His example taught me lessons that still, in my view, inform the work of Index. First, that no-one, however distinguished and revered, is safe from persecution. If Sakharov could be muted, so could anyone if the authorities were determined. Second, that in the mind of authoritarians, truth is the most dangerous enemy. Third, freedom dies every time someone opts for silence in the hope that it will protect them from repression. And last, that tyranny never really gives up its assault on truth – it simply changes its flag and its anthem.

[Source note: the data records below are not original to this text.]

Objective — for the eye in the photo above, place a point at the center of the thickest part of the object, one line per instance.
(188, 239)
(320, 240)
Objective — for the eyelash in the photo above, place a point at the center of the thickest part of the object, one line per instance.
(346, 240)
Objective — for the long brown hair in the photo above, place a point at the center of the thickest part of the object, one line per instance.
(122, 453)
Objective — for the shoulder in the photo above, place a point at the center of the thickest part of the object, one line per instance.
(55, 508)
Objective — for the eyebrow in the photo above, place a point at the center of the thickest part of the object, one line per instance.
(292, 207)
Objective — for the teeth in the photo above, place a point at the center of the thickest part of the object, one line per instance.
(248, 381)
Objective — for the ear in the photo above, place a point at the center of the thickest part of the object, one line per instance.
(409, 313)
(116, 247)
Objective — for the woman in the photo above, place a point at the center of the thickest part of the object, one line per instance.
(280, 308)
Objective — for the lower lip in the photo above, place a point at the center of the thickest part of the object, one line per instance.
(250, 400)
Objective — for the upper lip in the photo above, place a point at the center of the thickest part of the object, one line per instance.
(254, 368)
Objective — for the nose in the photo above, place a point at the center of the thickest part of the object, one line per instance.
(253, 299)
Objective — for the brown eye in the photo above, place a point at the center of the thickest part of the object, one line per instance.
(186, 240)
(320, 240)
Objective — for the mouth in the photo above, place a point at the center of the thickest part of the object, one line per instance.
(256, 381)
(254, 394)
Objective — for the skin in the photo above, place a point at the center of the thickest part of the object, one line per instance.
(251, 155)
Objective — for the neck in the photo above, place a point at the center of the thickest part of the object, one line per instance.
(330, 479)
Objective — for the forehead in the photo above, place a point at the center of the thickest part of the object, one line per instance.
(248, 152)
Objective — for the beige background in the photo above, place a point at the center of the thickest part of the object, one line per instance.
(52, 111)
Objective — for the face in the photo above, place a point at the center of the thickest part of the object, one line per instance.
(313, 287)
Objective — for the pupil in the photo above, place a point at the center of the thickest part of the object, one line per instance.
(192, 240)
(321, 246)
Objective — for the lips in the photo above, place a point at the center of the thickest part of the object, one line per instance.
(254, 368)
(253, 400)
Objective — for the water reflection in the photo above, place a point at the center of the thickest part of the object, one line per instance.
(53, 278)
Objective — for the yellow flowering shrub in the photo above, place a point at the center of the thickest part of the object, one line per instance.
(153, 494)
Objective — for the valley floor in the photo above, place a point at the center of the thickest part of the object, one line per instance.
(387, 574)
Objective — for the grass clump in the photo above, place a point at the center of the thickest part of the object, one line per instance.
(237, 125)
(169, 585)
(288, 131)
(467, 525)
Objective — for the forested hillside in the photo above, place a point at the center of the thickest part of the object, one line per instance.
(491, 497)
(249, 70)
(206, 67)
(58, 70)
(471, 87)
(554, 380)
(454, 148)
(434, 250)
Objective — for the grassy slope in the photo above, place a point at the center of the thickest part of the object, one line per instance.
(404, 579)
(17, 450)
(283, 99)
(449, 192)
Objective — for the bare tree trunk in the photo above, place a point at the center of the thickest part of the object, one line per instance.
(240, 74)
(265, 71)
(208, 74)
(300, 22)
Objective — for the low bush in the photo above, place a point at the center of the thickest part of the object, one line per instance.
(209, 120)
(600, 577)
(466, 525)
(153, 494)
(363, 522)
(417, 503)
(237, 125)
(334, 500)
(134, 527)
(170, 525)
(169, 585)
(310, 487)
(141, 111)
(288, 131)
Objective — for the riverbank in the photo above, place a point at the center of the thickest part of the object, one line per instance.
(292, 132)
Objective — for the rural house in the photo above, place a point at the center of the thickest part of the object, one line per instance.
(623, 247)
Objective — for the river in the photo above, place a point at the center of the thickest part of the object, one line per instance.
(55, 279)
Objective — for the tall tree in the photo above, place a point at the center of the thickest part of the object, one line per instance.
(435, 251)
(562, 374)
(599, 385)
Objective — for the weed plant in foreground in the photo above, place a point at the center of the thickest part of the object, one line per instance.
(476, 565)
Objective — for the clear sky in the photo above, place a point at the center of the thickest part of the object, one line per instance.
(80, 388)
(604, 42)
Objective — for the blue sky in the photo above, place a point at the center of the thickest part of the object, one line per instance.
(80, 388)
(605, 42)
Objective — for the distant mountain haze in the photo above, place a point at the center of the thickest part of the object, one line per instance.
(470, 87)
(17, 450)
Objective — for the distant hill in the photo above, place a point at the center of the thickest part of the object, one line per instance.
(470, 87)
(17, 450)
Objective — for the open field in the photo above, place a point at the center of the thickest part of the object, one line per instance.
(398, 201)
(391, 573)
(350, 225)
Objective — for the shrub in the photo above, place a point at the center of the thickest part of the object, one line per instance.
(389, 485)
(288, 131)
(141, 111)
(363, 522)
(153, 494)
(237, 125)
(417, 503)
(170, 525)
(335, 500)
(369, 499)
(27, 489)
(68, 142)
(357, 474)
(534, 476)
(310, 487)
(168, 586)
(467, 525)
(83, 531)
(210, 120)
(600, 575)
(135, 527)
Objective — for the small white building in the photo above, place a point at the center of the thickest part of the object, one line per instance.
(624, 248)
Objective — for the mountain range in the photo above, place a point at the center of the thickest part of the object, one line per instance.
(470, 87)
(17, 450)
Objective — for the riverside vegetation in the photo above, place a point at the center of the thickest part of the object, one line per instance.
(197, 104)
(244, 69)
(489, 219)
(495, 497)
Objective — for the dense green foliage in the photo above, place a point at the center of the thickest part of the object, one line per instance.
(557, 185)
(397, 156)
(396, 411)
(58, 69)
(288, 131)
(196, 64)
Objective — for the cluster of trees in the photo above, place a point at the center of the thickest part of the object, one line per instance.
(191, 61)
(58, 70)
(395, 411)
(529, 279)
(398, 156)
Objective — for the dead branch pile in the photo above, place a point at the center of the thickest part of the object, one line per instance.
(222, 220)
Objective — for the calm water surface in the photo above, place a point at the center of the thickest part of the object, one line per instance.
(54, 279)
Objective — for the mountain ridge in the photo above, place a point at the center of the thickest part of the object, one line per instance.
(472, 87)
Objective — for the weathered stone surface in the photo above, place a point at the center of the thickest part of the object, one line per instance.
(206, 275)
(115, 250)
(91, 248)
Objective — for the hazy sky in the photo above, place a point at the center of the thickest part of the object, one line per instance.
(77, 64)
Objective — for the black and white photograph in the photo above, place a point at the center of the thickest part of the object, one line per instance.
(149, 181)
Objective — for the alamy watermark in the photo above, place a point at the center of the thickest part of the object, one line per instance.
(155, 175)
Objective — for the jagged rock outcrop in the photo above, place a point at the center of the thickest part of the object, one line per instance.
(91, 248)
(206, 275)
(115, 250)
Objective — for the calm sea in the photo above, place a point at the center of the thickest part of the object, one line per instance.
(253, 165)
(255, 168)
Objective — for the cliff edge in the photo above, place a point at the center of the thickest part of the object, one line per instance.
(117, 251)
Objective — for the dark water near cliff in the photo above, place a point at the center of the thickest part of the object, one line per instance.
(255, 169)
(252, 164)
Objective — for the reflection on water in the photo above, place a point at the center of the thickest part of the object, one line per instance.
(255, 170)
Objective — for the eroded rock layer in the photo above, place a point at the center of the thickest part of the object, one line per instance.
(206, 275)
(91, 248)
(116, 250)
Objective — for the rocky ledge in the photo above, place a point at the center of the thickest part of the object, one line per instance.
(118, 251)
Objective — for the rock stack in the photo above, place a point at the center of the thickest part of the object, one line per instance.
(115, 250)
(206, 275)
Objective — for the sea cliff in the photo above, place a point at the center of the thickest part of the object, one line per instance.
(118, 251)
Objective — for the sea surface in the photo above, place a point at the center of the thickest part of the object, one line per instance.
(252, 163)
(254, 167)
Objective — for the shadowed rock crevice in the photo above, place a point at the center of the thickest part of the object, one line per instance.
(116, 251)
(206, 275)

No one should have to be a hero in order to point out that everyday reality is separate from authoritarian fantasy. But for the past 50 years that is exactly what the many individuals have been struggling to do through their writings, art, satire and journalism. Index on Censorship, operating in the relative freedom of the West, has amplified their voices to the world – sometimes starting with nothing more than a conspiratorial whisper or a smuggled verse.
Written after leaving prison in 1983, the banned Czech playwright Václav Havel’s Mistake responded to Samuel Beckett’s Catastrophe; both appeared in our magazine. In 1989 we published the Hunger Strike Declaration by leaders of the Tiananmen Square protests. In 2002, the journalist Anna Politkovskaya gave us one of the first investigations of the Russian war in Chechnya. She was assassinated four years later. All of these stories gained global prominence.

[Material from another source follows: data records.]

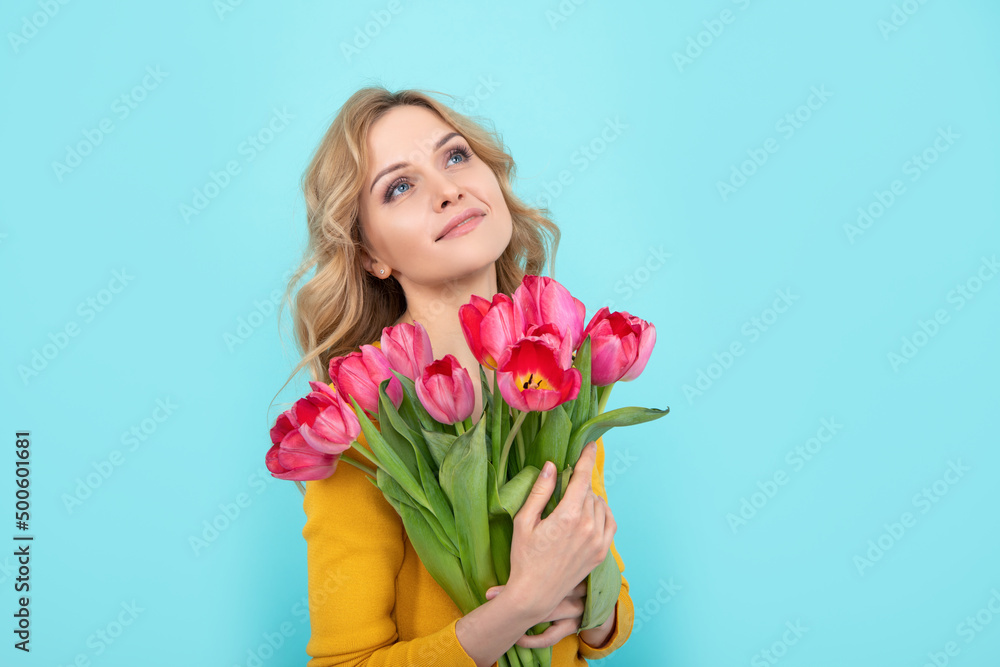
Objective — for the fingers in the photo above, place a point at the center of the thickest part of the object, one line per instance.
(539, 495)
(580, 482)
(552, 634)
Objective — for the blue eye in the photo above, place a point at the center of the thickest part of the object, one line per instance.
(393, 189)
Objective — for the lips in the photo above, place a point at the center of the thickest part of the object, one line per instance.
(458, 219)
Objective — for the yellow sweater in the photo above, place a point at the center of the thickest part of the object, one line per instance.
(371, 600)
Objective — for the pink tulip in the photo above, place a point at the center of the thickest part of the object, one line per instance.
(407, 348)
(551, 335)
(539, 300)
(325, 420)
(445, 390)
(489, 327)
(532, 378)
(305, 464)
(359, 374)
(290, 456)
(620, 346)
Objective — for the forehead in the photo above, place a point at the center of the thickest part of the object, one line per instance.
(404, 134)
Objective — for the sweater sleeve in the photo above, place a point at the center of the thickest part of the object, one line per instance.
(623, 608)
(355, 548)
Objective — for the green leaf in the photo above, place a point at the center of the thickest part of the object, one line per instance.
(512, 495)
(392, 435)
(603, 587)
(487, 394)
(581, 404)
(497, 434)
(439, 503)
(444, 567)
(388, 458)
(414, 439)
(562, 479)
(597, 426)
(551, 441)
(463, 478)
(394, 492)
(501, 529)
(438, 444)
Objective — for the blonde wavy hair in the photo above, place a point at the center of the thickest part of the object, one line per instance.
(342, 306)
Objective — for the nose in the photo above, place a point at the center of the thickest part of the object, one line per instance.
(446, 191)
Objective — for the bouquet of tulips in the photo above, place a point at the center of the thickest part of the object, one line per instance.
(457, 483)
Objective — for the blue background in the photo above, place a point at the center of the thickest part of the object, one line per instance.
(646, 229)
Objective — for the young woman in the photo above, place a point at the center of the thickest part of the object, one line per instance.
(410, 212)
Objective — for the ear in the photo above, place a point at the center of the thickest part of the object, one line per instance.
(366, 261)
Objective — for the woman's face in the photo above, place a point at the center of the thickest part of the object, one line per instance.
(421, 175)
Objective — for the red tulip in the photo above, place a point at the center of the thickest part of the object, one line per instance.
(359, 374)
(489, 327)
(299, 461)
(291, 457)
(532, 378)
(540, 299)
(325, 420)
(407, 348)
(445, 390)
(620, 345)
(550, 334)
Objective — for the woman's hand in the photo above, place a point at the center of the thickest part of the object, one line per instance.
(550, 557)
(565, 618)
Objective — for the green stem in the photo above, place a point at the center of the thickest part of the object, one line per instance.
(520, 446)
(602, 400)
(356, 446)
(502, 472)
(359, 465)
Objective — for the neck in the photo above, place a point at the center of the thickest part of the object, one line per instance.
(435, 307)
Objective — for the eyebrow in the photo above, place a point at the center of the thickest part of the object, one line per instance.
(399, 165)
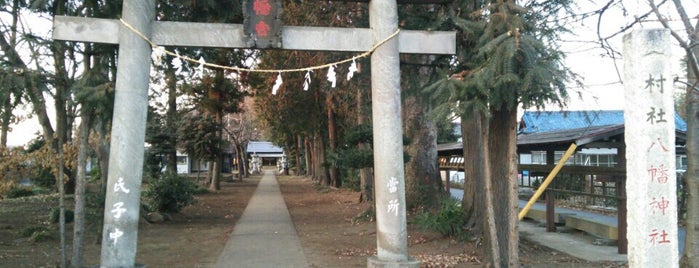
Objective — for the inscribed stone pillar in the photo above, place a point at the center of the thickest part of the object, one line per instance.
(120, 231)
(650, 150)
(391, 224)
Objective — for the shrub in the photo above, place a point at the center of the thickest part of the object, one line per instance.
(447, 220)
(17, 192)
(30, 230)
(170, 193)
(53, 215)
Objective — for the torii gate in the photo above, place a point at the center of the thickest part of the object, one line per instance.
(120, 230)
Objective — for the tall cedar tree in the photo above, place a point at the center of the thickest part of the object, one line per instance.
(505, 57)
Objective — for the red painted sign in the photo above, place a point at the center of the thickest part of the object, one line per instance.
(263, 23)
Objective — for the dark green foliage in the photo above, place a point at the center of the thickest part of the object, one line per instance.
(37, 233)
(17, 192)
(199, 136)
(30, 230)
(447, 220)
(170, 194)
(367, 216)
(55, 213)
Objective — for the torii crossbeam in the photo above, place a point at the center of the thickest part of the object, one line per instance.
(129, 120)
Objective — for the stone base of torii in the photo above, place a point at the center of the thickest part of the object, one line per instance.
(119, 241)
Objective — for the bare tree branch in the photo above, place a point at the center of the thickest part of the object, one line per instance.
(685, 19)
(693, 64)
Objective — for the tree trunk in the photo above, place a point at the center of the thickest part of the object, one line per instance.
(171, 120)
(299, 149)
(332, 169)
(690, 256)
(503, 170)
(6, 113)
(209, 172)
(215, 173)
(319, 159)
(80, 185)
(240, 157)
(492, 239)
(473, 131)
(310, 156)
(422, 181)
(366, 179)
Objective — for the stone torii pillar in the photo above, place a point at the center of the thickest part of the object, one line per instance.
(128, 130)
(389, 172)
(649, 118)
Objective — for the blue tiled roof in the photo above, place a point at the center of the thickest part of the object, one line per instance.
(263, 147)
(546, 121)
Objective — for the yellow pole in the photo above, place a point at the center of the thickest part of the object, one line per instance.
(548, 180)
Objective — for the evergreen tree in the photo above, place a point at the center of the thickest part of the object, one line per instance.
(505, 57)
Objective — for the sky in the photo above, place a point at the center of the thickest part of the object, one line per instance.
(602, 88)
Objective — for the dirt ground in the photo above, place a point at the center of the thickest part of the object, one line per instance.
(326, 219)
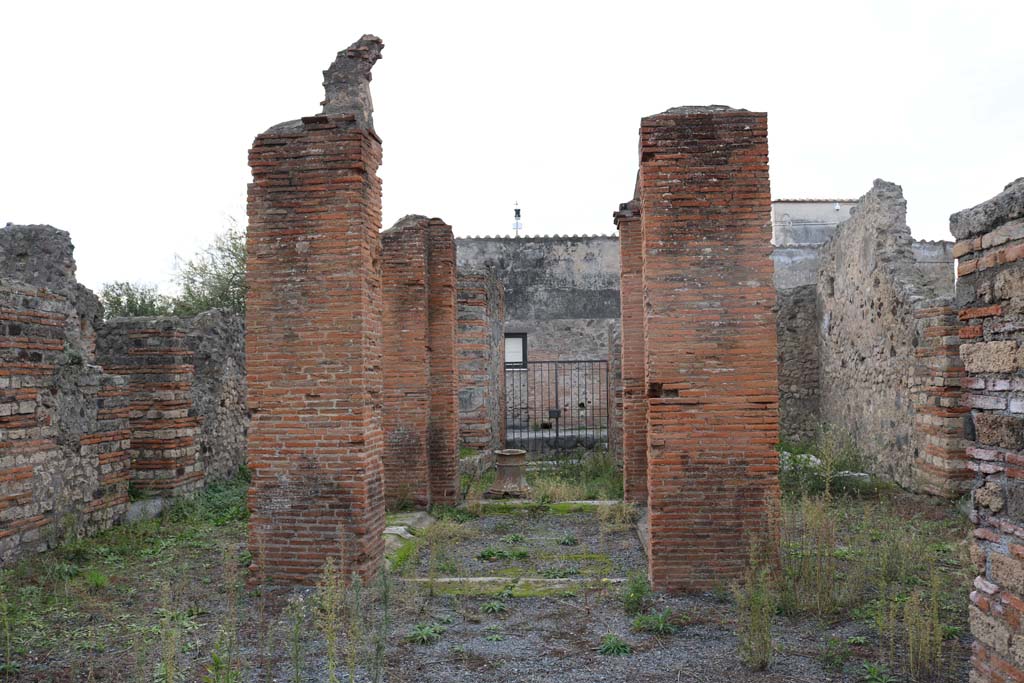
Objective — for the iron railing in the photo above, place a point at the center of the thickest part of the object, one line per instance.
(557, 406)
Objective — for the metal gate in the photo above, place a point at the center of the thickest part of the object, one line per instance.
(557, 406)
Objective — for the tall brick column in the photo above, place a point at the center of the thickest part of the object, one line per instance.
(710, 342)
(990, 292)
(407, 363)
(420, 382)
(634, 388)
(313, 335)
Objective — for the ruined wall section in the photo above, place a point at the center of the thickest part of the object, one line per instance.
(420, 419)
(990, 294)
(64, 422)
(154, 354)
(799, 368)
(882, 379)
(561, 291)
(634, 392)
(442, 428)
(480, 342)
(219, 392)
(711, 371)
(407, 394)
(313, 336)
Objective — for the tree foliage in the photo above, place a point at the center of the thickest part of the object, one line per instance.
(215, 278)
(131, 299)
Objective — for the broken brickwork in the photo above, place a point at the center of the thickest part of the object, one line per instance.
(152, 352)
(187, 396)
(313, 335)
(710, 342)
(419, 378)
(634, 413)
(64, 422)
(990, 296)
(480, 343)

But Index has never lost sight of the people whose stories are not worldwide news. For those who lose the right to speak, silence is total. The fact that someone, somewhere noticed made a difference. The disappearance of the Shah’s opponents in the 1970s would have gone unremarked by many who entertained his generals both in London and in Tehran if it were not for Index’s reports of their torture and disappearance. The arrests of journalists in the Maldives may not lead the headlines in London, but our coverage is no less important for those who are locked up or locked out. To the media organisation promoting LGBTQ rights in Uganda, or the radio station taking on drug cartels in Latin America, the fact that their struggle is not conducted in total darkness can make the difference between life and death.

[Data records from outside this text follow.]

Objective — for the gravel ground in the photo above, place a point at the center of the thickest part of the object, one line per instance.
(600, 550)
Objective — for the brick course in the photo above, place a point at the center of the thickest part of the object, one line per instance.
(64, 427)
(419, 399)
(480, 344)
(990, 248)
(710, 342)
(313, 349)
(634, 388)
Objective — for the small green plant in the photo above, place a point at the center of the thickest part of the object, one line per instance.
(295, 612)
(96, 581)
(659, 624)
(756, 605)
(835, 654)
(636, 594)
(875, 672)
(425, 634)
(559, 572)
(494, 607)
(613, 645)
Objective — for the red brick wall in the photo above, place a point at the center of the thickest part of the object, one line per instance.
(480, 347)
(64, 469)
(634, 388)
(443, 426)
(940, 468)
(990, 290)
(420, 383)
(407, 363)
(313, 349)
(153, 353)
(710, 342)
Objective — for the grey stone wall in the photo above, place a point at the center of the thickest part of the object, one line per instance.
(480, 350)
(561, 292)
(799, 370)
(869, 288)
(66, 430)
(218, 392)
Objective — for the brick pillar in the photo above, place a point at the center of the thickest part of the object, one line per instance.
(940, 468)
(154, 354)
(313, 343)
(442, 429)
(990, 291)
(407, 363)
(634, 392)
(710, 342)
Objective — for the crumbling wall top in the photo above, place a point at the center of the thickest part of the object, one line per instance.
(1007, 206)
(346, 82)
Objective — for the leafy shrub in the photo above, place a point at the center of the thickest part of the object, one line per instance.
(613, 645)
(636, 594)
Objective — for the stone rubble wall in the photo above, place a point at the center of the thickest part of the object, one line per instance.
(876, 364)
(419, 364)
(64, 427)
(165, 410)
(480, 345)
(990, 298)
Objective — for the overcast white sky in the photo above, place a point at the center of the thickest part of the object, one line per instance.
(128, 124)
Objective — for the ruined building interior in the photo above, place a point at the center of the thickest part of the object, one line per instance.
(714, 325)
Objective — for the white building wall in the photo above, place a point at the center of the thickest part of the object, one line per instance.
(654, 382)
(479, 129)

The best thing would be for Index to have no reason to exist. But based on what we’ve learned over the past 50 years we have no plan for that eventuality. We know that those who have no answer to a question will still do their best to prevent it being asked. Those who cannot persuade others will still try to intimidate them. And those who find a diversity of views inconvenient will attempt to obliterate every version of the truth but their own. That is why Index has been here for half a century and why it won’t stop being needed any time soon.